The output above is the default output that can be obtained using the default Evaluation Script.

This documentation further explores the evaluation process adding more to the metrics that can be measured during this process and highlighting the editing.

Considering there are many metrics that can be obtained throughout the diarization process as documented in the pyannote.audio.metrics documentation.

alt text

In this documentation, we'll focus on the Segmentation Precision, Segmentation Recall and Identification F1 Score.

Segmentation Precision and Recall

Imports

Segment: Speaker segmentation is the process of dividing an audio recording into segments based on the changing speakers’ identities. The goal of speaker segmentation is to determine the time boundaries where the speaker changes occur, effectively identifying the points at which one speaker’s speech ends, and another’s begins. That said, a Segment is a data structure with start and end time that will then be placed in a Timeline

Timeline: A data structure containing various segments. Reference timelines are provided in the ground truth and are compared against the predicted timelines to calculate segmentation precision and segmentation recall

from pyannote.core import SlidingWindow, SlidingWindowFeature, Timeline, Segment
from pyannote.metrics import segmentation, identification

Testing the Segmentation Model

Initialization

class Test : The Segmentation Model test implementation is carried out within the Test Class found in the Test.py file in src/diarizers

Parameters

test_dataset: The test dataset to be used. In this example, it will be the test split on the Callhome English dataset.

model (SegmentationModel): The model is the finetuned model trained by the train_segmentation.py script.

step (float, optional): Steps between successive generated audio chunks. Defaults to 2.5.

metrics: For this example, the metrics segmentation_precision,segmentation_recall,recall_value,precision_value and count have been added for the purpose of calculating the segmentation recall and precision of the Segmentation Model.

class Test:

    def __init__(self, test_dataset, model, step=2.5):

        self.test_dataset = test_dataset
        self.model = model
        (self.device,) = get_devices(needs=1)
        self.inference = Inference(self.model, step=step, device=self.device)

        self.sample_rate = test_dataset[0]["audio"]["sampling_rate"]

        # Get the number of frames associated to a chunk:
        _, self.num_frames, _ = self.inference.model(
            torch.rand((1, int(self.inference.duration * self.sample_rate))).to(self.device)
        ).shape
        # compute frame resolution:
        self.resolution = self.inference.duration / self.num_frames

        self.metrics = {
            "der": DiarizationErrorRate(0.5).to(self.device),
            "confusion": SpeakerConfusionRate(0.5).to(self.device),
            "missed_detection": MissedDetectionRate(0.5).to(self.device),
            "false_alarm": FalseAlarmRate(0.5).to(self.device),
            "segmentation_precision": segmentation.SegmentationPrecision(),
            "segmentation_recall": segmentation.SegmentationRecall(),
            "recall_value":0,
            "precision_value": 0,
            "count": 0,
        }

Predict function

This function makes a prediction on a dataset row using pyannote inference object.

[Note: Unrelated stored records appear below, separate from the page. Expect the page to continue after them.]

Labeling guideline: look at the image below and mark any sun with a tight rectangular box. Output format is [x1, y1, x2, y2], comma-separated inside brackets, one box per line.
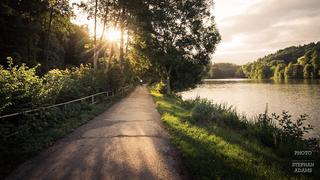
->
[105, 27, 121, 42]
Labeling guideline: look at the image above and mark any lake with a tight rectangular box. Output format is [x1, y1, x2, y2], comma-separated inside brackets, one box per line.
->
[181, 79, 320, 136]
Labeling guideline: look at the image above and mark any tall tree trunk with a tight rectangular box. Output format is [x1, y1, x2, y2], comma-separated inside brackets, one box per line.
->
[93, 0, 98, 69]
[119, 8, 125, 67]
[44, 10, 53, 71]
[100, 0, 109, 41]
[166, 65, 172, 94]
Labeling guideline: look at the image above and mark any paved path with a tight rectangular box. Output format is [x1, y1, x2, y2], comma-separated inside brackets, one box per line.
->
[8, 87, 181, 180]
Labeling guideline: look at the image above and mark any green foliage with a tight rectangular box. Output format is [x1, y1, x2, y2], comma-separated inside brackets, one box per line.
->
[0, 58, 132, 177]
[151, 88, 317, 179]
[208, 63, 244, 79]
[0, 62, 132, 114]
[303, 64, 313, 79]
[0, 0, 90, 73]
[242, 42, 320, 79]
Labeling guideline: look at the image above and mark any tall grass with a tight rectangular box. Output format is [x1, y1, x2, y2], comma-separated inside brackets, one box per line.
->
[150, 85, 319, 179]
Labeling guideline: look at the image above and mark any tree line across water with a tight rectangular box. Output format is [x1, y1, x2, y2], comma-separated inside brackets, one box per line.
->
[208, 42, 320, 80]
[0, 0, 220, 178]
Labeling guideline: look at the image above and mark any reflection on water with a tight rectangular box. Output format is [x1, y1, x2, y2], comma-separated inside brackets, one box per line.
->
[182, 79, 320, 134]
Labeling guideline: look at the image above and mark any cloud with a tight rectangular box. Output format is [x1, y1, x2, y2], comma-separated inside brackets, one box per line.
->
[213, 0, 320, 64]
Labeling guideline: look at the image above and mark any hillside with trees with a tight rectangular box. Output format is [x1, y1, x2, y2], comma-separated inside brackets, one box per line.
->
[0, 0, 220, 178]
[242, 42, 320, 79]
[207, 63, 245, 79]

    def predict(self, file):
        audio = torch.tensor(file["audio"]["array"]).unsqueeze(0).to(torch.float32).to(self.device)
        sample_rate = file["audio"]["sampling_rate"]

        input = {"waveform": audio, "sample_rate": sample_rate}

        prediction = self.inference(input)

        return prediction

Compute Ground Truth Function

This function converts a dataset row into the suitable format for evaluation as the ground truth.

Returns: numpy array with shape (num_frames, num_speakers).

def compute_gt(self, file):

    audio = torch.tensor(file["audio"]["array"]).unsqueeze(0).to(torch.float32)
    sample_rate = file["audio"]["sampling_rate"]

    audio_duration = len(audio[0]) / sample_rate
    num_frames = int(round(audio_duration / self.resolution))

    labels = list(set(file["speakers"]))

    gt = np.zeros((num_frames, len(labels)), dtype=np.uint8)

    for i in range(len(file["timestamps_start"])):
        start = file["timestamps_start"][i]
        end = file["timestamps_end"][i]
        speaker = file["speakers"][i]
        start_frame = int(round(start / self.resolution))
        end_frame = int(round(end / self.resolution))
        speaker_index = labels.index(speaker)

        gt[start_frame:end_frame, speaker_index] += 1

    return gt

Convert to Timeline

This function creates a Timeline using data and labels passed as parameters and converted into Segments. Required in order to calculate Segmentation Precision and Recall.

    def convert_to_timeline(self, data, labels):
        timeline = Timeline()
        for speaker_index, label in enumerate(labels):
            segments = np.where(data[:, speaker_index] == 1)[0]
            if len(segments) > 0:
                start = segments[0] * self.resolution
                end = segments[0] * self.resolution
                for frame in segments[1:]:
                    if frame == end / self.resolution + 1:
                        end += self.resolution
                    else:
                        timeline.add(Segment(start, end + self.resolution))
                        start = frame * self.resolution
                        end = frame * self.resolution
                timeline.add(Segment(start, end + self.resolution))
        return timeline

Compute Metrics on File

Function that computes metrics for a dataset row passed into it. This function is run iteratively until the entire dataset has been processed.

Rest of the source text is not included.